This illustration shows a superior view of a cross section of the brain. The anterior side of the brain is at the top of the diagram with the two eyes clearly visible. Each eye contains a left nerve tract and a right nerve tract. In the left eye, the left nerve tract travels straight back to the right side of the thalamus. It then enters the left occipital lobe. Conversely, the right nerve tract crosses to the right side of the brain through the optic chiasma. It travels through the right side of the thalamus and enters the right occipital lobe. In the right eye, the opposite is true. The left nerve tract crosses over to the left side of the brain at the optic chiasma, traveling into the left side of the thalamus and the left side of the occipital lobe. However, the right nerve tract leads straight back to the right side of the thalamus and the right occipital lobe. Therefore, the optic chiasma is where the right nerve tract from the right eye crosses over the left nerve tract from the left eye.
This drawing of the connections of the eye to the brain shows the optic nerve extending from the eye to the chiasm, where the structure continues as the optic tract. The same axons extend from the eye to the brain through these two bundles of fibers, but the chiasm represents the border between peripheral and central.

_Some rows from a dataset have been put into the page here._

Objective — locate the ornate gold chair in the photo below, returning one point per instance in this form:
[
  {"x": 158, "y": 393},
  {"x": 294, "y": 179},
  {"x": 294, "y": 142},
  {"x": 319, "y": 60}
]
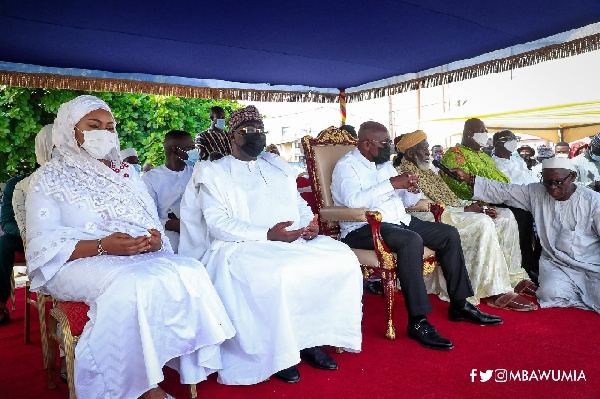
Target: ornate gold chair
[
  {"x": 72, "y": 317},
  {"x": 322, "y": 154}
]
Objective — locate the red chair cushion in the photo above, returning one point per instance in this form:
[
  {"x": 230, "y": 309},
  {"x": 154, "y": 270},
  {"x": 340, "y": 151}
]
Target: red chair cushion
[
  {"x": 76, "y": 312},
  {"x": 305, "y": 189},
  {"x": 19, "y": 257}
]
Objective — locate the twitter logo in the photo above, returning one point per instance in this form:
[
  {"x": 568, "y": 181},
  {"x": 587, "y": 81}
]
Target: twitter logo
[{"x": 485, "y": 375}]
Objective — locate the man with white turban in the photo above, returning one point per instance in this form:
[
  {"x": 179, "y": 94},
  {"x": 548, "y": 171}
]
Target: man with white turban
[
  {"x": 287, "y": 290},
  {"x": 13, "y": 221},
  {"x": 587, "y": 165},
  {"x": 568, "y": 221}
]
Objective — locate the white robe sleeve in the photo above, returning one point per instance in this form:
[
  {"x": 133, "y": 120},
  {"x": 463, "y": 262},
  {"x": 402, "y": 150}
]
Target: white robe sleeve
[
  {"x": 49, "y": 243},
  {"x": 346, "y": 184},
  {"x": 495, "y": 192}
]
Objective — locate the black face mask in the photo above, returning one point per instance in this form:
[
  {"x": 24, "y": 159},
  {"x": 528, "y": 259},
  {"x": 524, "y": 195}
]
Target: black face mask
[
  {"x": 383, "y": 155},
  {"x": 254, "y": 143}
]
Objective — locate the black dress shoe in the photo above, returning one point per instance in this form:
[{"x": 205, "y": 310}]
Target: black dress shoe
[
  {"x": 375, "y": 287},
  {"x": 473, "y": 315},
  {"x": 428, "y": 336},
  {"x": 289, "y": 375},
  {"x": 318, "y": 359}
]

In 2003, the Nobel Prize in Physiology or Medicine was awarded to Paul C. Lauterbur and Sir Peter Mansfield for discoveries related to magnetic resonance imaging (MRI). This is a tool to see the structures of the body (not just the nervous system) that depends on magnetic fields associated with certain atomic nuclei. The utility of this technique in the nervous system is that fat tissue and water appear as different shades between black and white. Because white matter is fatty (from myelin) and gray matter is not, they can be easily distinguished in MRI images. Visit the Nobel Prize web site to play an interactive game that demonstrates the use of this technology and compares it with other types of imaging technologies. Also, the results from an MRI session are compared with images obtained from X-ray or computed tomography. How do the imaging techniques shown in this game indicate the separation of white and gray matter compared with the freshly dissected tissue shown earlier?

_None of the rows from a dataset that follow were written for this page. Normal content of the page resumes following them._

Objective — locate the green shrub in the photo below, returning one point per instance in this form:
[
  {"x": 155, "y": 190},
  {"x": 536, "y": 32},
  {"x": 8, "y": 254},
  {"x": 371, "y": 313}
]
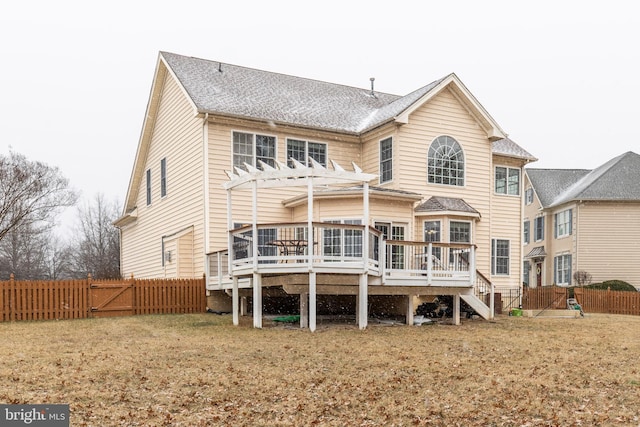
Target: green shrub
[{"x": 615, "y": 285}]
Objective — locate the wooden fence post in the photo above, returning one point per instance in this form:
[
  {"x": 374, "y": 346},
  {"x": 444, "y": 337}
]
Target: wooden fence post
[{"x": 12, "y": 297}]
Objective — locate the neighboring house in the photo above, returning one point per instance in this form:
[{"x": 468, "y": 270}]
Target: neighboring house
[
  {"x": 583, "y": 220},
  {"x": 435, "y": 179}
]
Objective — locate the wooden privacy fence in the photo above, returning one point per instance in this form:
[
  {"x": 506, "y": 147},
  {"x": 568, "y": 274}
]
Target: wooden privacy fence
[
  {"x": 591, "y": 300},
  {"x": 77, "y": 299}
]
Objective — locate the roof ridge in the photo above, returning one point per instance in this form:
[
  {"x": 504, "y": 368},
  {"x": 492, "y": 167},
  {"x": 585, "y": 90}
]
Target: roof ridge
[
  {"x": 588, "y": 180},
  {"x": 283, "y": 74}
]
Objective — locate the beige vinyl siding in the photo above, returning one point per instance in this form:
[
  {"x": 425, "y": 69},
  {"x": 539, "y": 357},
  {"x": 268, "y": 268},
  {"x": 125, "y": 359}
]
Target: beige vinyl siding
[
  {"x": 186, "y": 261},
  {"x": 177, "y": 136},
  {"x": 342, "y": 150},
  {"x": 531, "y": 211},
  {"x": 605, "y": 233},
  {"x": 566, "y": 244},
  {"x": 371, "y": 154},
  {"x": 506, "y": 224},
  {"x": 444, "y": 115}
]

Structures of the CNS and PNS
CNS PNS
Group of Neuron Cell Bodies (i.e., gray matter) Nucleus Ganglion
Bundle of Axons (i.e., white matter) Tract Nerve

Functional divisions of the nervous system

The nervous system can also be divided on the basis of its functions, but anatomical divisions and functional divisions are different. The CNS and the PNS both contribute to the same functions, but those functions can be attributed to different regions of the brain (such as the cerebral cortex or the hypothalamus) or to different ganglia in the periphery. The problem with trying to fit functional differences into anatomical divisions is that sometimes the same structure can be part of several functions. For example, the optic nerve carries signals from the retina that are either used for the conscious perception of visual stimuli, which takes place in the cerebral cortex, or for the reflexive responses of smooth muscle tissue that are processed through the hypothalamus.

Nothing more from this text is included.